Charles Lindbergh, décédé le 26 août 1974, fut un personnage central de l’histoire de l’aviation et une grande figure populaire américaine. Il est aussi connu pour ses engagements, en particulier contre la guerre, qui lui valurent d’être qualifié de « nazi », ou d’« antisémite ». Une ombre sur la postérité immense de cet aviateur, inventeur, scientifique reconnu et auteur prolifique qui nous ramène finalement à une certaine constante dans les limites de la liberté d’opinion.
Le parcours de l’ « aigle solitaire »
Ingénieur en mécanique de formation, pilote pour une compagnie aérienne livrant du courrier, Charles Lindbergh entre subitement dans l’Histoire lorsqu’il réussit la première traversée de l’Atlantique sans escale et en solitaire, les 20 et 21 mai 1927 à bord du Spirit of Saint Louis. « L’aigle solitaire » sera couvert de reconnaissances officielles. On lui décerne la Medal of Honor et la Distinguished Flying Cross aux États-Unis, ou encore la Légion d’honneur en France (1931). En Angleterre, il est reçu par le Roi en personne et reçoit l’Air Force Cross en 1927. Il sera aussi élu « Man of the Year » par le Times magazine en 1928. Au niveau du grand public, l’ovation est aussi notable : des centaines de milliers de personnes l’accueillent à son arrivée à Paris le fameux 21 mai, et il est adulé comme un héros national à son retour outre-Atlantique. Son ouvrage We, publié deux mois après la traversée, se vendra dans le monde à plus de 650 000 exemplaires.
- Arrivée de Lindbergh au Bourget, le 21 mai 1927
Lindbergh passera les années suivantes à faire fructifier cette notoriété. Il deviendra ainsi un porte-voix et un promoteur de l’aviation, et il multipliera les visites officielles à l’étranger.
Au cours des années 30, il s’intéressera aussi à la chirurgie et en particulier à la circulation extracorporelle. Ses travaux sur le cœur artificiel aux cotés du français Alexis Carrel sont résumés dans un ouvrage intitulé The Culture of Organs, publié en 1938.

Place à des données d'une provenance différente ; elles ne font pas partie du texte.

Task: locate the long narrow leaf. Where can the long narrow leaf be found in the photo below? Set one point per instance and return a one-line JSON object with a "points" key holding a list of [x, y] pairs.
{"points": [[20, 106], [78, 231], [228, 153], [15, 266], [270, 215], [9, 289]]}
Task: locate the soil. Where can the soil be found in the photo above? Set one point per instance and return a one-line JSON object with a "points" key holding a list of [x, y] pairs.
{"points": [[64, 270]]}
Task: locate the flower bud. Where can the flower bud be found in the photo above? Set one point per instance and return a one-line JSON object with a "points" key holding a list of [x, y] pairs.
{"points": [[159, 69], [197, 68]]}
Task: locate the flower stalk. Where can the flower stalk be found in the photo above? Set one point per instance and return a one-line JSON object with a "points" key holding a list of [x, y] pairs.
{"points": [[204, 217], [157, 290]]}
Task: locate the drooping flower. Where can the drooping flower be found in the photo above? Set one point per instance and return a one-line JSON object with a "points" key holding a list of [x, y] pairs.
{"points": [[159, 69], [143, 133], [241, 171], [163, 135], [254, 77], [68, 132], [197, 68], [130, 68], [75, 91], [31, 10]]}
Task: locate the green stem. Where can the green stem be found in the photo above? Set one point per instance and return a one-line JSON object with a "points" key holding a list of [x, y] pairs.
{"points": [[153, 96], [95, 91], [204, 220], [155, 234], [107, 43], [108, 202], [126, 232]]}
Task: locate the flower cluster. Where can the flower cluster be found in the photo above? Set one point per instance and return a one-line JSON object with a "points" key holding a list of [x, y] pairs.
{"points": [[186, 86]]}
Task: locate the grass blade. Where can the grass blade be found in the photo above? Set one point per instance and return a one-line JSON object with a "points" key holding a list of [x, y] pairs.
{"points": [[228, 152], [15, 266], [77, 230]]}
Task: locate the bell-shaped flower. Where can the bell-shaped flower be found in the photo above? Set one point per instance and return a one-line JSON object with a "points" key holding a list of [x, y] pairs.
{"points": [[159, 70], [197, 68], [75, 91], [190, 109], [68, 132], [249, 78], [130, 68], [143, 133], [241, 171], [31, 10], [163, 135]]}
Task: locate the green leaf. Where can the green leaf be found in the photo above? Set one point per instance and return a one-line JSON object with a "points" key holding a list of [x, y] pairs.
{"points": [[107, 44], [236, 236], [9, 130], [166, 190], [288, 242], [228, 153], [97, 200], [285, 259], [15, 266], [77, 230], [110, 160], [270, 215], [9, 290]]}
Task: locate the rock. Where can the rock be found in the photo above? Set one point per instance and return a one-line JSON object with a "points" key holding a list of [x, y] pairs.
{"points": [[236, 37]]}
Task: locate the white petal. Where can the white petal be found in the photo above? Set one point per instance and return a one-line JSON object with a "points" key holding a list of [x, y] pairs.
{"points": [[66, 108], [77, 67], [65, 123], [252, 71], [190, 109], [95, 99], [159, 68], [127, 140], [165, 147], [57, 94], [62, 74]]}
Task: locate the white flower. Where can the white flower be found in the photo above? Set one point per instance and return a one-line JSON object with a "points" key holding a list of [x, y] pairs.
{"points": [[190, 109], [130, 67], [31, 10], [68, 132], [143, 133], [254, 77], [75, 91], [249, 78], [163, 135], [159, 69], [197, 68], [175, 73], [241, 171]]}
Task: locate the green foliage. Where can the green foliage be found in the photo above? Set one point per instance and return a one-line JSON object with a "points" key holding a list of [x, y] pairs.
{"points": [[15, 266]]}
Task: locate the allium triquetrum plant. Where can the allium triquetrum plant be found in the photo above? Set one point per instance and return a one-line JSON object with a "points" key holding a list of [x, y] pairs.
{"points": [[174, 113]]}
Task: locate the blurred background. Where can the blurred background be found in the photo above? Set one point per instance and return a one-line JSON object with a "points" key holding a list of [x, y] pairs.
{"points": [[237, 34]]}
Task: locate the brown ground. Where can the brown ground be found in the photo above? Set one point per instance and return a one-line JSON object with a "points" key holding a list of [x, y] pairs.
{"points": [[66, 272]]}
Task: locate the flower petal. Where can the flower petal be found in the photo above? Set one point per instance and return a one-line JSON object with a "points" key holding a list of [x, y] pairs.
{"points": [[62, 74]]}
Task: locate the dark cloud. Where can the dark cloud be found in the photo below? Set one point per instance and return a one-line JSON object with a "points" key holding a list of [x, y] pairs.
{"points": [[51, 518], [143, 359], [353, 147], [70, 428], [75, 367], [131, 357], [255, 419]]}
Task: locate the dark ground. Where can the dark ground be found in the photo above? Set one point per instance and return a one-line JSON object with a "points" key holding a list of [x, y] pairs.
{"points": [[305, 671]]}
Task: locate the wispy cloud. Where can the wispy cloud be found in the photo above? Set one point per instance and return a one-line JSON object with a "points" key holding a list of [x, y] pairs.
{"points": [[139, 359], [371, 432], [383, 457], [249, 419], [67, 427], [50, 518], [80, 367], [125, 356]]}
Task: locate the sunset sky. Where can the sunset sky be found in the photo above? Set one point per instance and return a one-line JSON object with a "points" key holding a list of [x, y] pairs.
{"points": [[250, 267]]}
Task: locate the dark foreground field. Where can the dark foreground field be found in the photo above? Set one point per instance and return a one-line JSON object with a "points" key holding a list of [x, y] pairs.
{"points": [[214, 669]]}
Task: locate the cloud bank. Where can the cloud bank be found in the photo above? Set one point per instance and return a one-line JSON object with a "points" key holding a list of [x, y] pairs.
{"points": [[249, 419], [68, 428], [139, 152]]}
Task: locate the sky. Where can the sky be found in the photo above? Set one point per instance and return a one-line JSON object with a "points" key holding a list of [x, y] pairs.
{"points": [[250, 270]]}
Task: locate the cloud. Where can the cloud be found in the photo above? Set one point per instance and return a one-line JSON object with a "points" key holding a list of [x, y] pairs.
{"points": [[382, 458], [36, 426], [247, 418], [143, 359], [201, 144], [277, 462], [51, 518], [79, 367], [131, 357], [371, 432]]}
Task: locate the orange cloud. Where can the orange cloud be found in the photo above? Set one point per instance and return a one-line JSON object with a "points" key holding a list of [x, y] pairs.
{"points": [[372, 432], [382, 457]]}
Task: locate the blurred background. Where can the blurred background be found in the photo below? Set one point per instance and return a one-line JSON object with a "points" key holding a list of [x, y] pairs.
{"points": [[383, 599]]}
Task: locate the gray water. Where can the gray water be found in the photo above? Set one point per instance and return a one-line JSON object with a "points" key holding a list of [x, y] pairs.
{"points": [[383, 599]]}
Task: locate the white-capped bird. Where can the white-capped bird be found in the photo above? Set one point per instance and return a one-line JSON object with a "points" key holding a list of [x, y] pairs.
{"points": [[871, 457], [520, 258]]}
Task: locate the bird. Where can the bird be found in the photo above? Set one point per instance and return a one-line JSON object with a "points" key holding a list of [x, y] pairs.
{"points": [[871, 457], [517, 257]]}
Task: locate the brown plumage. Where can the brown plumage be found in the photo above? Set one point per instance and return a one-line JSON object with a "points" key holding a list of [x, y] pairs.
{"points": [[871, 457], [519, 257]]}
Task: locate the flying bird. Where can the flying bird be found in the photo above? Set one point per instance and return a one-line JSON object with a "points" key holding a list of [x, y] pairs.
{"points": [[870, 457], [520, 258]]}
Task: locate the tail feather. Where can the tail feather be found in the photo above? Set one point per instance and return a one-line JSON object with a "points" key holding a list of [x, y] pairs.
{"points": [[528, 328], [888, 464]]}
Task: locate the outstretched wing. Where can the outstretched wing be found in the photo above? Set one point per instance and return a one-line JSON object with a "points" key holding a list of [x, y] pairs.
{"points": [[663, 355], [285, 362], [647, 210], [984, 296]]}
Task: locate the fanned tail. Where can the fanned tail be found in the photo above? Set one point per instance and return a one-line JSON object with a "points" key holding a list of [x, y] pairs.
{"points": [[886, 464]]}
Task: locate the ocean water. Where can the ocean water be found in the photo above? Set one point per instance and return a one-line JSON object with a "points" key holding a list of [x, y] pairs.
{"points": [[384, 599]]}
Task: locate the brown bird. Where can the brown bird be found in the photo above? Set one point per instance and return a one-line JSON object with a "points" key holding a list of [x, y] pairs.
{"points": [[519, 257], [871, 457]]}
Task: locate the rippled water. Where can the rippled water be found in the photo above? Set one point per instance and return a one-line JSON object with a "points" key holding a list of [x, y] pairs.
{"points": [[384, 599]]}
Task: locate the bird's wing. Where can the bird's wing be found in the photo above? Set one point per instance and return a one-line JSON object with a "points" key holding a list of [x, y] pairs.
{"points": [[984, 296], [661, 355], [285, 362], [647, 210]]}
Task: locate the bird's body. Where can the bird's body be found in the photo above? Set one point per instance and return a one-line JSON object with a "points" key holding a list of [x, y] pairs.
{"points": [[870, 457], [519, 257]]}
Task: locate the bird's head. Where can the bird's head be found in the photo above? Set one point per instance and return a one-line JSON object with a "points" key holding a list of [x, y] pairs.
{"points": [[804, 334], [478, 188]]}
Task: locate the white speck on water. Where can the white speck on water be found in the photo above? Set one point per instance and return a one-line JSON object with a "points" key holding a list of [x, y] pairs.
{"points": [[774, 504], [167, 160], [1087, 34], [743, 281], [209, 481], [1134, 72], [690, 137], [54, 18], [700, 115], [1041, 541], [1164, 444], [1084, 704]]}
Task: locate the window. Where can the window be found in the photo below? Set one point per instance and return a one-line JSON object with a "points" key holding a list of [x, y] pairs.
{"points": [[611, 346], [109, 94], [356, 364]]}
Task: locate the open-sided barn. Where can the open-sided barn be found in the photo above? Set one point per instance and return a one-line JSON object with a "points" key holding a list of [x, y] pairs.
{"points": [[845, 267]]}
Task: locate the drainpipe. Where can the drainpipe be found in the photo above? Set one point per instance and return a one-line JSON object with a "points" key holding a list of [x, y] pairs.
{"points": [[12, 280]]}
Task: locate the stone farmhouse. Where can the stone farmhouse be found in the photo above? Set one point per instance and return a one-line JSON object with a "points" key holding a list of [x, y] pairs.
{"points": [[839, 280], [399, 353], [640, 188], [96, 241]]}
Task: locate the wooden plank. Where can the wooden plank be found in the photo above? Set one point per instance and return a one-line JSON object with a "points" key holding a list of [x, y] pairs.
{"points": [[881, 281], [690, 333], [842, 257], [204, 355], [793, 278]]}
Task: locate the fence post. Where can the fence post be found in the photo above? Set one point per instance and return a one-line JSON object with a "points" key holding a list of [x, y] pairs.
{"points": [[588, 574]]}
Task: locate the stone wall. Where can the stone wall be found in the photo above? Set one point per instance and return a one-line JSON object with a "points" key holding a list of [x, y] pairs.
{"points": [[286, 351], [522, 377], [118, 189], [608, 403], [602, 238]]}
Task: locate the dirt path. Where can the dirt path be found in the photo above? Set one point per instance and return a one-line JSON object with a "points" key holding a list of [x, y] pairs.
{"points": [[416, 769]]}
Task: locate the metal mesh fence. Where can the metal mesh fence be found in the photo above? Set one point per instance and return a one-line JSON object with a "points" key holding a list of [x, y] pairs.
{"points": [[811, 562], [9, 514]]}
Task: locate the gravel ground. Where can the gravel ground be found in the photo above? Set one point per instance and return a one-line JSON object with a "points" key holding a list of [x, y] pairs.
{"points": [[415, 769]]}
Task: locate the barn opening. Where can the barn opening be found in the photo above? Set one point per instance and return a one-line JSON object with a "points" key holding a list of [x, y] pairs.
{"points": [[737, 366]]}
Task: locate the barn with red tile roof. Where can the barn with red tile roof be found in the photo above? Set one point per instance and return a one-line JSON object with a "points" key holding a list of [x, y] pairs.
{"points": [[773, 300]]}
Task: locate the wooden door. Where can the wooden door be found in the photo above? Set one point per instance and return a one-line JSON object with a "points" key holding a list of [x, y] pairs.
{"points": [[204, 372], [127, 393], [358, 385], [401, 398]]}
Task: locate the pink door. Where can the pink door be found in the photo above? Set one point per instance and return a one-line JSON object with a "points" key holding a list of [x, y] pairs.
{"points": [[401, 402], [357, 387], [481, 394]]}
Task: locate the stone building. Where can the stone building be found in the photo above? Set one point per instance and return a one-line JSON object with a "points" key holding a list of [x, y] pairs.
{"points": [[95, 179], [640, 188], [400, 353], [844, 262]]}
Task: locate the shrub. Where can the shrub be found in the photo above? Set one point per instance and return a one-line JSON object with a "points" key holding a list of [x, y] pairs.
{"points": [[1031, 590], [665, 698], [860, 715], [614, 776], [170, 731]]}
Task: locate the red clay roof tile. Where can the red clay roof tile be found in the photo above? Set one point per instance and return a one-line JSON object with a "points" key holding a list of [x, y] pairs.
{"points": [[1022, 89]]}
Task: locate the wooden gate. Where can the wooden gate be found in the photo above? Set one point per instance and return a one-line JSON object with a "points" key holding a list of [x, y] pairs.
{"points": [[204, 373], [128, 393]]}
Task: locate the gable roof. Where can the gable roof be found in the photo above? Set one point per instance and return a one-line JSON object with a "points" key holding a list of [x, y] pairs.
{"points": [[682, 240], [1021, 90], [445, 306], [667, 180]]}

En 1934, le kidnapping de son fils génère un véritable ouragan politico-médiatique. La nation entière s’émeut, les journaux s’affolent, les autorités déploient des efforts considérables dans la recherche de l’enfant. Malgré le versement d’une caution, ce dernier est retrouvé mort. Cet événement et l’agitation populaire et médiatique qui l’ont accompagné touchent durement Lindbergh, qui s’exile avec sa femme et ses enfants en Europe de 1936 à 1938. C’est durant cette période qu’il se rendra plusieurs fois en Allemagne pour le compte de l’US Air Force. Le IIIème Reich lui décernera la grande croix de l’ordre de l’Aigle allemand de la part d’Adolf Hitler, de la main de Goering.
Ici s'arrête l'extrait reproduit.